Initially, Debitum was founded by Mārtiņš Libert, Donatas Juodelis, and Justas Šaltinis, three Latvian entrepreneurs who had together founded Debifo in mid-2015 to provide invoice financing solutions for small and medium-sized businesses in Lithuania.

But even though Debifo was successful, the company could not expand its lending operations in other EU countries due to regulatory problems.

That is why the founders initiated the idea of setting up a marketplace where lenders could offer their loans for financing. And in 2017, the idea of creating the platform Debitum Network was born.

Message displayed for Debitum Network's launch in 2019

In 2019, Debifo had a leading position in Lithuania providing €85M+ in working capital to more than 350 companies (financing some of its loans via Mintos). This is when Martins, Donatas, and Justas decided to sell Debifo to Factris, a leader in credit solutions.

Although Donatas and Justas continued to work for Factris, Mārtiņš Libert is the one who started to develop Debitum Network. Mārtiņš entrusted the creation of the platform to INNTEC, an IT company he founded in 2012 with Donatas.

Debitum founders

Actual shareholders

Although Mārtiņš Libert was the sole shareholder until 2023, he sold 100% of the shares to three other Latvian entrepreneurs with economic, finance, and banking experience : Ingus Salmiņš, Ēriks Reņģītis and Henrijs Jansons.

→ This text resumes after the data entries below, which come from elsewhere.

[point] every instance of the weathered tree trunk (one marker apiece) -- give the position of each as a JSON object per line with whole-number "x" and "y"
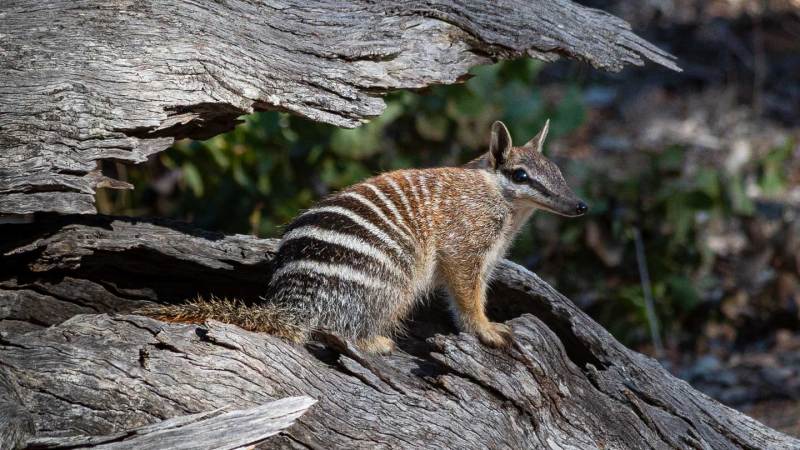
{"x": 82, "y": 81}
{"x": 566, "y": 382}
{"x": 87, "y": 80}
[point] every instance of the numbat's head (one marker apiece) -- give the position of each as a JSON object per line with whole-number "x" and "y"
{"x": 527, "y": 177}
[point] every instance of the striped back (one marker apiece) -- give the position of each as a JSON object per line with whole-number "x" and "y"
{"x": 352, "y": 259}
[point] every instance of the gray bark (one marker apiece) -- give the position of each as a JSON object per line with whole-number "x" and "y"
{"x": 87, "y": 80}
{"x": 209, "y": 430}
{"x": 565, "y": 383}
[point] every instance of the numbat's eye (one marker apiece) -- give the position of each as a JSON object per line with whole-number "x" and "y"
{"x": 519, "y": 176}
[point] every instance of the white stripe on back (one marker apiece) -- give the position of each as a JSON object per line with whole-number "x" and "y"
{"x": 390, "y": 205}
{"x": 339, "y": 271}
{"x": 347, "y": 241}
{"x": 422, "y": 181}
{"x": 374, "y": 208}
{"x": 364, "y": 223}
{"x": 402, "y": 196}
{"x": 413, "y": 186}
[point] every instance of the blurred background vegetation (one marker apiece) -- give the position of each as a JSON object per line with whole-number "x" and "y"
{"x": 692, "y": 179}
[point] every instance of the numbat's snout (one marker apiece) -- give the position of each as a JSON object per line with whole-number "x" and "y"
{"x": 357, "y": 263}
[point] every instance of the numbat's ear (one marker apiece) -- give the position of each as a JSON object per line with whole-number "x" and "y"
{"x": 538, "y": 141}
{"x": 500, "y": 144}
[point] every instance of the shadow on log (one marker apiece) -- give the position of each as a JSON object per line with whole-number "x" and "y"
{"x": 87, "y": 80}
{"x": 566, "y": 382}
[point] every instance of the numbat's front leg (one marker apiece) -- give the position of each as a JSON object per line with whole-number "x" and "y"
{"x": 378, "y": 344}
{"x": 468, "y": 294}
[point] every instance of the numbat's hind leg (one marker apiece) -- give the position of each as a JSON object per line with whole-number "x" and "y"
{"x": 468, "y": 295}
{"x": 378, "y": 344}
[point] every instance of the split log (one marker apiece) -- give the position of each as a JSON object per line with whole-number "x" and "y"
{"x": 83, "y": 81}
{"x": 210, "y": 430}
{"x": 565, "y": 383}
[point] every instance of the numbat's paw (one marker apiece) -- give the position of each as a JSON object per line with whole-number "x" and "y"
{"x": 378, "y": 344}
{"x": 497, "y": 335}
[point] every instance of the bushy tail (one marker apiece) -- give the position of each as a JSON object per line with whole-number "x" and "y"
{"x": 263, "y": 318}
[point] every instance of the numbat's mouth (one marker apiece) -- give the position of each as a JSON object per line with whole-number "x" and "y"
{"x": 567, "y": 209}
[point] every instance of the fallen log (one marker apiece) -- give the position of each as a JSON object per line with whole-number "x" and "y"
{"x": 565, "y": 383}
{"x": 209, "y": 430}
{"x": 85, "y": 81}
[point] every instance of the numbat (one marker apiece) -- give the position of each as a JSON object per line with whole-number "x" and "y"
{"x": 358, "y": 262}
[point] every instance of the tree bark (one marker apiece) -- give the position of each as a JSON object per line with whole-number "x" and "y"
{"x": 83, "y": 81}
{"x": 565, "y": 383}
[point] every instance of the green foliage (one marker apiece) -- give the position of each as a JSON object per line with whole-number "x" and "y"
{"x": 257, "y": 177}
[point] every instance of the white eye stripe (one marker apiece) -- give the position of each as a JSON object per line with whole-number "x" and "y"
{"x": 390, "y": 206}
{"x": 347, "y": 241}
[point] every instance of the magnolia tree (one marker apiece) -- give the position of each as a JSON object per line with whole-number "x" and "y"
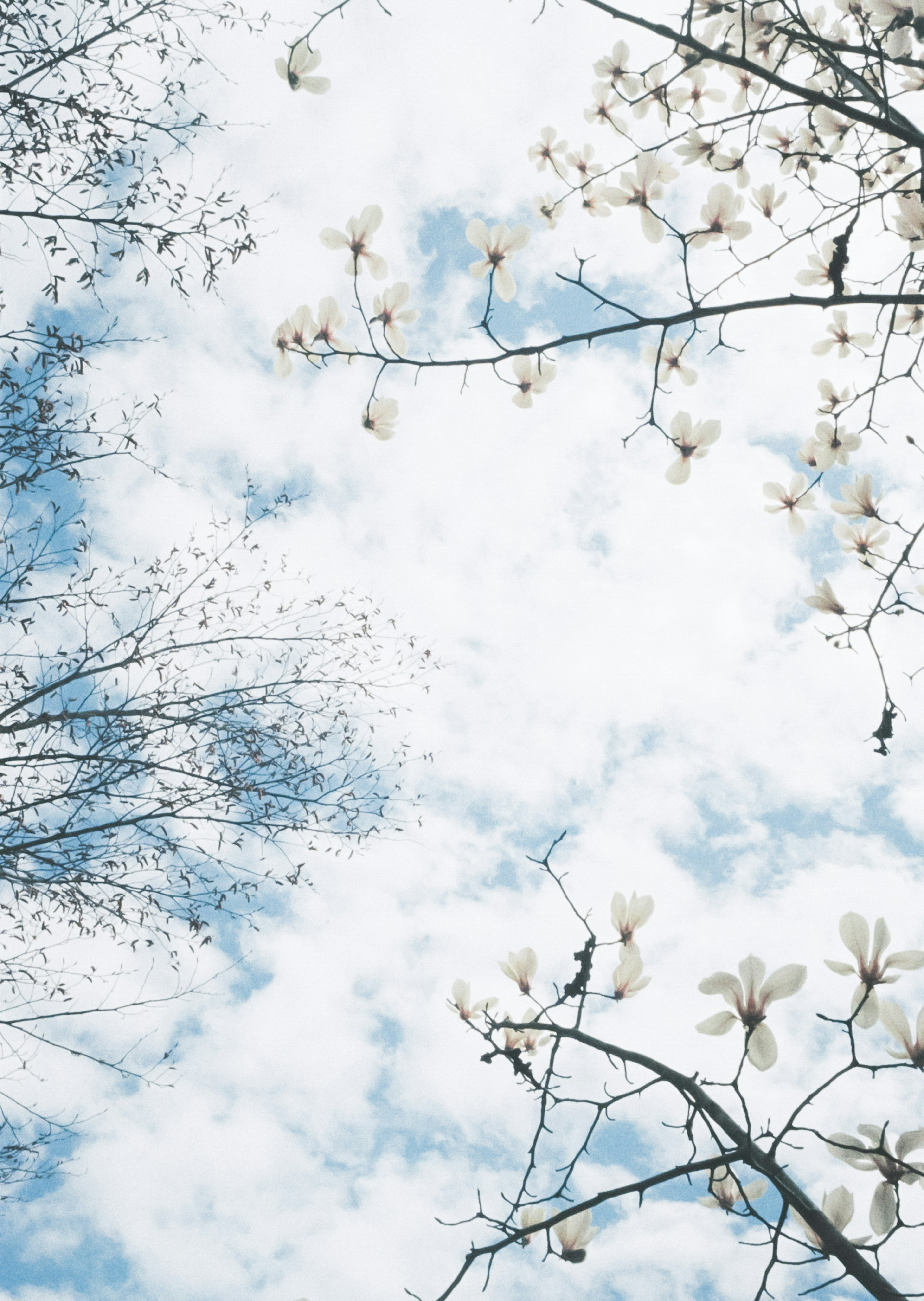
{"x": 565, "y": 1039}
{"x": 774, "y": 146}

Ingus Salmiņš is the majority shareholder with 60.67% through SIA ZIdea. After a law degree and a Master’s in accounting and finance, Ingus has spent his entire career in the banking and financial services sector.

Ingus Salmins

Ēriks Reņģītis owns 30.33% through SIA Amplo. After a Master in Business Administration obtained in Riga Technical University, Ēriks has spent most of his career within Auctus Capital SIA, a corporate finance advisory company, first as Associate Director and then as Partner.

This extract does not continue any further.